Traveling around Italy you will certainly have come across a series of toponyms that begin with a numeral. The cases are different and scattered throughout the country: Terzo d’Aquileia (Udine); Quarto Oggiaro (Milan); Quarto (Naples); Quinto Vicentino (Vicenza); Quinto Vercellese (Vercelli); Sesto Calende (Varese); Sesto San Giovanni (Milan); Sesto Fiorentino (Florence); Settimo Milanese (Milan); Settimo Torinese (Turin). To these are added several other smaller localities, such as hamlets, villages and rural centres. But what do these numbers mean? The answer takes us back to the times of ancient Rome, when roads and traffic infrastructure became the pillars of an empire whose expansion never seemed to want to stop and the measurement of road distances was calculated starting from a main center along the consular roads. In this context, the first road sign system was born, used to indicate the distance in Roman miles from one place to another.
The Roman road network
Between the end of the 4th century BC and the 2nd AD – while Rome progressively expanded its control from Italy to the entire Mediterranean basin, to the point of creating a dominion that extended over the lands of three different continents – the creation of an efficient road network became a strategic priority. Just like connections in an immense nervous system, Roman roads guaranteed the rapid passage of resources and information from one end to the other of the vast domain of Rome, first republican and then imperial. In this way it was possible to control increasingly larger areas.
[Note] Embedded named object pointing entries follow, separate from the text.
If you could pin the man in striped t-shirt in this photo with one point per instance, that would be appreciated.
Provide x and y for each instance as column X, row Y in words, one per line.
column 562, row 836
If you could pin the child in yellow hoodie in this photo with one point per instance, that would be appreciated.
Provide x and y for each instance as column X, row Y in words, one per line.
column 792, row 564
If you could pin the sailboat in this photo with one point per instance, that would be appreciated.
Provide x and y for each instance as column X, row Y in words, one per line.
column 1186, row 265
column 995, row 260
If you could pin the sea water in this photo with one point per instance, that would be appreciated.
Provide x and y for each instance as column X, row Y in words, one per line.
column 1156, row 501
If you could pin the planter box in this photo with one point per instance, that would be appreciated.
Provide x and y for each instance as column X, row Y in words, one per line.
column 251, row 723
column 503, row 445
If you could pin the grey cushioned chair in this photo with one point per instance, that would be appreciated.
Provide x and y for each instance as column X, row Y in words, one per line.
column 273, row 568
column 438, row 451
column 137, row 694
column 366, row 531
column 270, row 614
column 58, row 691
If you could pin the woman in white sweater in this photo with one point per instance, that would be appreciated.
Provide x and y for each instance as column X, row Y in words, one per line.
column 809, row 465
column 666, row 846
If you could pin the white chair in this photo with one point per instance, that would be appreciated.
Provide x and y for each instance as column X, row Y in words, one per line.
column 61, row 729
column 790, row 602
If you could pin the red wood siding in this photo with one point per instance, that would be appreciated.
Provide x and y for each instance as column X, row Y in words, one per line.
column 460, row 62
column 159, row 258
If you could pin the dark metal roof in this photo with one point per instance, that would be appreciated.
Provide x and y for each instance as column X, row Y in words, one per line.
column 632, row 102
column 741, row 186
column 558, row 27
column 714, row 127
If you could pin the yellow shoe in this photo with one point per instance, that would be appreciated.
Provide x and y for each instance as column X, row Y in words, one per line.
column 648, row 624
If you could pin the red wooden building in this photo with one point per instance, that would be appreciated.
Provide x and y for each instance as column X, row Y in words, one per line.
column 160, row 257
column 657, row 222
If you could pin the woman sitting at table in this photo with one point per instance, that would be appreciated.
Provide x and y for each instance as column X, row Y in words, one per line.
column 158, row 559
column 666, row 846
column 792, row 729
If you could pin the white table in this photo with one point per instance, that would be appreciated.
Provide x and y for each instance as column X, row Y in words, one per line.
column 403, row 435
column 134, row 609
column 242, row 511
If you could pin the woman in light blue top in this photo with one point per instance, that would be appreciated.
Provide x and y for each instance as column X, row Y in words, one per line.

The construction of new roads proceeded hand in hand with the conquest of new territories: during the phase of maximum expansion, the Roman Empire incorporated a network of paved roads that stretched for over 53,000 Roman miles, equal to approximately 80,000 kilometers today, to which numerous other unpaved routes were added.
The “signage system”
Although they were the fundamental element, the roads represented only the most immediate aspect of a much more complex system: to guarantee the mobility of armies, merchants, officials and private individuals, the Romans created a dense network of infrastructures and services, which included, among other things, rest areas and signage systems.
The management of road conditions, in fact, required careful organization and mapping of the territory, so that travel could be carried out safely, quickly and efficiently even by less experienced travellers. In this regard, the so-called milestones played a very important role: columns with inscriptions (which could take on very different shapes and sizes) placed along the roads and used to mark the distances in Roman miles (1 Roman mile corresponds to approximately 1480 metres) from the beginning of the road or from a nearby and important inhabited centre.
And this is where our place names containing numerals come into play.
From the miles to the modern names of Quarto, Quinto and Sesto
Along the Roman roads you could therefore find milestones that indicated the third mile, then the fourth, then the fifth, then the sixth and so on… to indicate the distance from a large and important city. Some of these stones were found in strategic positions for travelers and, more than ancient road signs, they represented real geographical reference points, so much so that post stations, commercial activities and small inhabited centers sprang up around them. Over time, these nuclei transformed into settlements. These centers were identified by the reference mile where they were located with Latin expressions ad quartum; ad quintum; to sextum implying the word tombstoneMeaning what at the fourth, near the fifth or at the sixth milestone.
With the passing of the centuries and the affirmation of vernacular languages, the names of these places became simplified and firmly entered local toponymy, often accompanied by other names or appellations born over time.
To give an example, Sesto San Giovanni is a municipality in the metropolitan city of Milan and, according to the most accredited theories, its name derives from the Latin expression ad sextum lapidemMeaning what at the sixth milestonewhich in this case would have been, precisely, six miles from ancient Roman Milan. San Giovanni, however, was added only later – it is thought at the end of the 11th century – to indicate how the territory of the municipality referred to the dependencies of the basilica of San Giovanni Battista in Monza.